Il Palang Pracharath Party, un partito che appoggia il premier Prayut Chan-o-cha  ha appena proposto un referendum per mettere al bando i cortei per due anni. Una posposta tanto insensata quanto provocatoria – il cui scopo è di evitare nuove elezioni – che è anche l’indice di come il quadro politico si vada sempre più deteriorando senza che all’orizzonte vi sia una soluzione.  Paradossalmente è stato proprio uno degli oggetti del contendere a esprimere una posizione che sembra aprire – con tutti i “se” – la strada al dialogo: il re Rama X, un personaggio che non gode come il padre dell’usuale consenso dei tailandesi verso la casa reale, ha incontrato un paio di giorni fa una massa consistente di “camice gialle”, l’abbigliamento scelto dai lealisti per tributare al monarca sostegno con annesso un bagno di folla. Ma quando il re con sua moglie si è mischiato alla gente, un giornalista televisivo gli si è avvicinato chiedendogli un commento su chi invece lo contesta. Il re, a sorpresa, ha però preferito dire che la monarchia ama anche chi scende in piazza e che la Thailandia è la terra del compromesso.

Se sia stata solo un’uscita felice o se invece indichi uno stato d’animo sincero è presto per dirlo, ma il gesto è stato apprezzato anche da coloro che sfidano la severissima legge che punisce chi osa diffamare il monarca: del resto, tra le richieste di chi protesta ormai da quasi un anno, c’è infatti – oltre alle dimissioni di Prayut e alla revisione della Costituzione – anche il desiderio che la Suprema Carta garantisca all’esecutivo la giusta distanza dalle decisioni della Casa reale che, in una monarchia costituzionale, non dovrebbe intromettersi negli affari di governo. Quanto al saldo legame tra corona, militari e ampi settori della borghesia imprenditoriale nazionale, la questione è cosa nota in Thailandia. Un asse di ferro e un sistema che gli studenti – e ormai non solo loro – vorrebbero cambiare in quella che già viene chiamata un pezzo di “primavera asiatica”.

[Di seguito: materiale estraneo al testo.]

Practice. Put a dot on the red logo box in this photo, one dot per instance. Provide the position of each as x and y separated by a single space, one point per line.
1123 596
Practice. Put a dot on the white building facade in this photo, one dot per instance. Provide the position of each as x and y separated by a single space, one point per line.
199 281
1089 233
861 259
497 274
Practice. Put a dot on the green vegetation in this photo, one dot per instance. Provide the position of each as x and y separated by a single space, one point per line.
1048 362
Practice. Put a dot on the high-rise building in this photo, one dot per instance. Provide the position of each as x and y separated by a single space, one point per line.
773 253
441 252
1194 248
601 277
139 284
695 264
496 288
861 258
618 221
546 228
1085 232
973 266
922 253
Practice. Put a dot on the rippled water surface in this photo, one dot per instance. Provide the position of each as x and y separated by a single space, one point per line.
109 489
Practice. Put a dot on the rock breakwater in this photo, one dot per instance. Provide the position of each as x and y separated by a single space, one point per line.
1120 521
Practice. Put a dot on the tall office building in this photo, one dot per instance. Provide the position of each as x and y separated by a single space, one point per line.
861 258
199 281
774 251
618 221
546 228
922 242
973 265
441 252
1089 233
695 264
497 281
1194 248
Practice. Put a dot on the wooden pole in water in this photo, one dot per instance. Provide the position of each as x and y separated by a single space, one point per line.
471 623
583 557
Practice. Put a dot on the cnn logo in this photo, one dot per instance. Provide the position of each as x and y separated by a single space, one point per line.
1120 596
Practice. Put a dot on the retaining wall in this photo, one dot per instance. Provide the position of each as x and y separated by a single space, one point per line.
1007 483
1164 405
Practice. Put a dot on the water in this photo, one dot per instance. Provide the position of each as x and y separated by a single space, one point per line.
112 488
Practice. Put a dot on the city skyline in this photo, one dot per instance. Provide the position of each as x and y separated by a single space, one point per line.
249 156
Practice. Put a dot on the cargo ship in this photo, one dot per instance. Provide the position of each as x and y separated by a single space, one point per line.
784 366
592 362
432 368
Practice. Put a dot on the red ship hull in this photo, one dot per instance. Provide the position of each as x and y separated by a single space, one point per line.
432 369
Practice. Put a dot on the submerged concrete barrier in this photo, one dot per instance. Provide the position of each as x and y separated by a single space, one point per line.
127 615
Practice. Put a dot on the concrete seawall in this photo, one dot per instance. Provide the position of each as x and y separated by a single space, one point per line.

Intanto Parit “Penguin” Chiwarak, Panusaya “Rung” Sithijirawattanakul e Panupong “Mike” Jadnok, i tre più noti leader delle proteste di questi mesi, l’hanno avuta vinta con la polizia che sabato scorso, dopo che erano stati liberati su cauzione, voleva riarrestarli. Il tribunale ha dato loro ragione sostenendo che un riarresto sarebbe illegale poiché la polizia ha tutti gli elementi per condurre la sua indagine senza bisogno che i tre siano dietro le sbarre (come altri loro compagni). Tutti e tre sono stati comunque oggetto di un controverso incidente durante il tentativo di riarresto tanto che sono stati accompagnati in ospedale da dove però adesso usciranno liberi.